The USA has lost its best planet hunter and alien seeker

The loss of Arecibo’s telescope is a major blow to the human quest for alien life, our ability to defend the planet from asteroids, and the whole field of radio astronomy.

Mendez said that although ci resibo cannot detect potentially dangerous space rocks, it is important in their investigation: the observatory can decrypt such objects from Dar through their shape, rotation, surface features and space.

Cost_Impact asteroids

An artist’s depiction of the asteroid effect 65 million years ago that caused dinosaurs to disappear.

Don Davis / NASA


Without that data, it is more difficult to know whether asteroids are harming the Earth.

Gaume said the Arecibo Observatory plans to work with scientists who intend to use the telescope to find ways to transfer their research elsewhere. Other NSF facilities – the National Radio Astronomy Observatory in Virginia and the Green Bank Observatory in West Virginia – could potentially take up some Arecibo science.

However, Mendez said Green Bank is only 10% to 20% sensitive to weak radio signals such as Arecibo.
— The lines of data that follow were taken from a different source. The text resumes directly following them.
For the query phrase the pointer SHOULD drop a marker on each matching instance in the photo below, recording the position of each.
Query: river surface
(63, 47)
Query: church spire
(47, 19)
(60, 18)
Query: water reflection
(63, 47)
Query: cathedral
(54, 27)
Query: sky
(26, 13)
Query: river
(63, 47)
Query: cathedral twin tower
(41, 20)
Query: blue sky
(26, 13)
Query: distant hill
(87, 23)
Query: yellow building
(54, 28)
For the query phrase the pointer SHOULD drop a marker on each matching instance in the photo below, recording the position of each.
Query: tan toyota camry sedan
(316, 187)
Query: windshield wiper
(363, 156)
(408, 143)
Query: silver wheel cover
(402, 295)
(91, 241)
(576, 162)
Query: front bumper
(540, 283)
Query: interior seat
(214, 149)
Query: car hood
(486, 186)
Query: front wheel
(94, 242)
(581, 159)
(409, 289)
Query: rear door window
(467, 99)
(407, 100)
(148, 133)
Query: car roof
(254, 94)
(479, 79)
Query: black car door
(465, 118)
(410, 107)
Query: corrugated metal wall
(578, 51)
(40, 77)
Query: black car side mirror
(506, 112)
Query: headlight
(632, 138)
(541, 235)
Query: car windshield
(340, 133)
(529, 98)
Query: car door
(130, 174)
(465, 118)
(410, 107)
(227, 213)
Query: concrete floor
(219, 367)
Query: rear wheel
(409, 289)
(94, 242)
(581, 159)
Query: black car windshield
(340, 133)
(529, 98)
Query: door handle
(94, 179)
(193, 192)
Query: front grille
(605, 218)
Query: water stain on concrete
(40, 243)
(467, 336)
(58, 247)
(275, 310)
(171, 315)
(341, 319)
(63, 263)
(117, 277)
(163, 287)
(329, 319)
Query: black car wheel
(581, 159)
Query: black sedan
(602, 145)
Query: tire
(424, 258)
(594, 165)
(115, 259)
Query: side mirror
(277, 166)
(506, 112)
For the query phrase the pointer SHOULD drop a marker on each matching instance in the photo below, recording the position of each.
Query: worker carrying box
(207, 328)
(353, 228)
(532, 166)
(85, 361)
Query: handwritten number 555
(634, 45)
He therefore thinks that the death of the telescope effectively ends the U.S. opportunity in a comprehensive project to detect radio waves from alien technology.

“This is the place where we should do something that is more sensitive or more sensitive than Arecibo, it’s faster in China now,” Mendez said, referring to the five-hundred-meter-aperture circular radio telescope in Guizhou province. “The United States lost all that ability because it doesn’t have Arecibo.”

Arecibo and Fast, radio astronomy, had the Earth’s “two big eyes,” Meredith said.

“If you’re looking at a source of interest that’s in a weak radio spectrum, you need two large radio telescopes: one pointing at something during the day and the other at night.” “If you lose the ci recipes, then you lose the ability to monitor – 24 hours a day – an obscure source of radio signals.”

He added: “Now we have only one eye.”

‘We are working against the clock’

It will take about five or six weeks to figure out how to safely deconstruct the Ci Resibo telescope. Engineers will remotely evaluate their options, including slippery drone aerial photos.

Engineers are also considering ways to purchase extra time, such as tilting the towers potentially a few inches to reduce the weight on the remaining cables.

“We’re working against the clock,” Gaume said.

The technical reports that spell out Arecibo’s death are embedded below.

If engineers can disassemble the telescope before it destroys itself, the Arecibo Observatory will still be able to do some scientific research. Its LIDAR lasers can study the Earth’s atmosphere and ionosphere. It also has a facility on Culebra Island that collects data about cloud cover and rainfall.

Future researchers can still analyze data archived from a telescope.